PQL: Pilosa Query Language

Index: The Index represents a data namespace.

Frame: Frames are used to segment rows into different categories - row ids are namespaced by frame such that the same row id in a different frame refers to a different row. For Ranked frames, rows are kept in sorted order within the frame.

View: Views separate the different data layouts within a Frame. The two primary views are Standard and Inverse which represent the typical row/column data and its inverse respectively. Time based Frame Views are automatically generated for each time quantum. Views are internally managed by Pilosa, and never exposed directly via the API. This simplifies the functional interface by separating it from the physical data representation.

Fragment: A Fragment is the intersection of a frame and slice in an index.

Slice: Columns are sharded on a preset width.
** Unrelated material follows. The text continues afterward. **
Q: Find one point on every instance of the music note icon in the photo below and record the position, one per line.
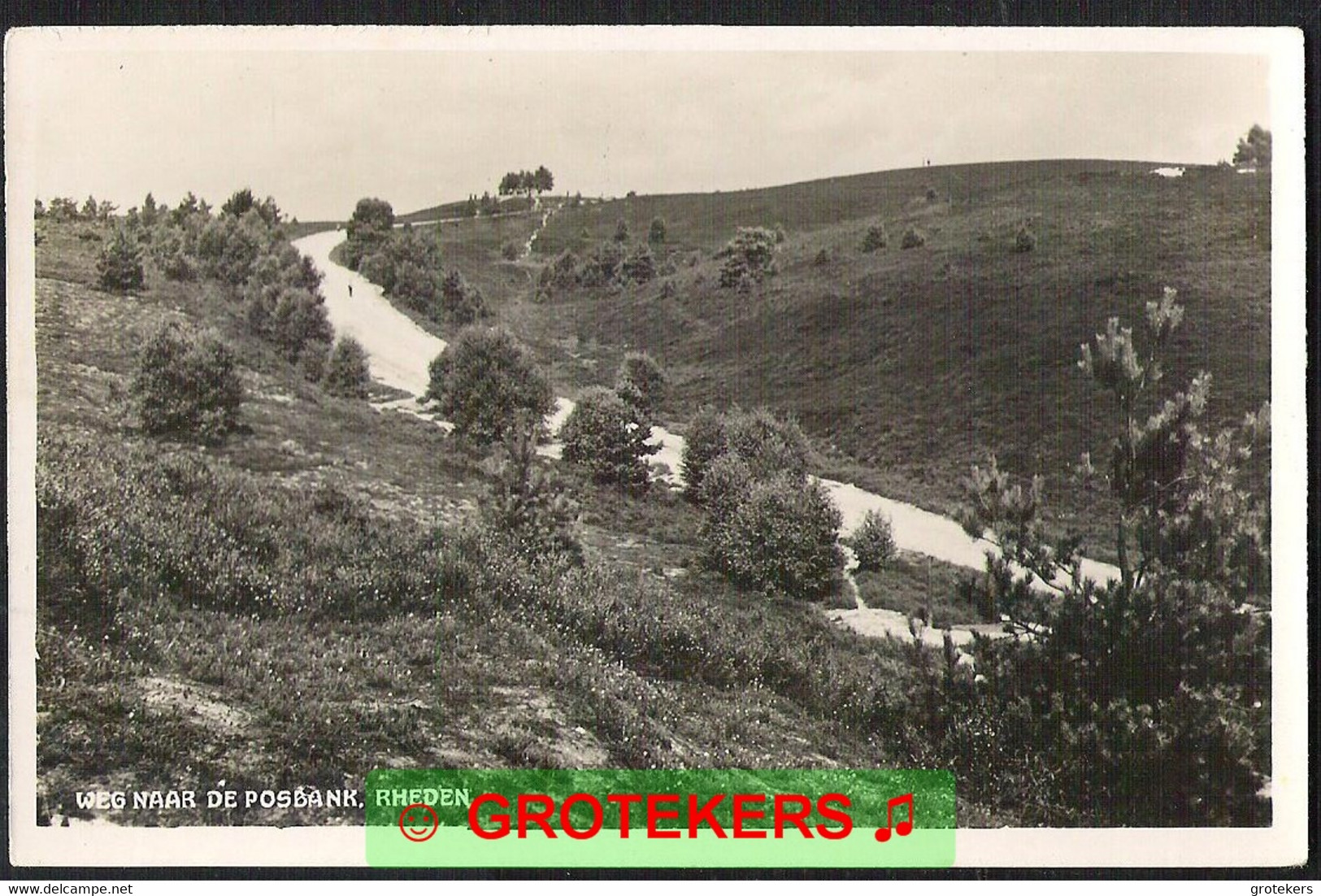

Each shard is referred to as a Slice in Pilosa. Slices are operated on in parallel and are evenly distributed across the cluster via a consistent hash.

SliceWidth: This is the default number of columns in a slice.

MaxSlice: The total number of slices allocated to handle current set of columns. This value is important for all nodes to efficiently distribute queries.

Anti-entropy: A periodic process that compares each slice and its replicas across the cluster to repair inconsistencies.

Node: An individual running instance of Pilosa server which belongs to a cluster.

Cluster: A cluster consists of one or more nodes which share a cluster configuration. The cluster also defines how data is replicated throughout and how internode communication is coordinated. Pilosa does not have a leader node, all data is evenly distributed, and any node can respond to queries.

TopN: Given a Frame and/or RowID this query returns the ordered set of RowID’s by the number of columns that have a bit set in that row.

Tanimoto: Used for similarity queries on Pilosa data. The Tanimoto Coefficient is the ratio of the intersecting set to the union set as the measure of similarity.

Protobuf:: Protocol Buffers is a binary serialization format which Pilosa uses for internal messages, and can be used by clients as an alternative to JSON.

TOML: We use TOML for our configuration file format.

Jump Consistent Hash: A fast, minimal memory, consistent hash algorithm that evenly distributes the workload even when the number of buckets changes. https://arxiv.org/pdf/1406.2294v1.pdf

Partition: The consistent hash is compiled with a maximum number of partitions or locations on the unit circle that keys are mapped to. Partitions are then evenly mapped to physical nodes. To add nodes to the cluster you simply need to remap the partitions, and associated data across the new cluster topography.

Replica: A copy of a [fragment] on a different host from the original. The “cluster.replicas” configuration parameter determines how many replicas of a fragment exist in the cluster (including the original, so a value of 1 means no extra copies are made).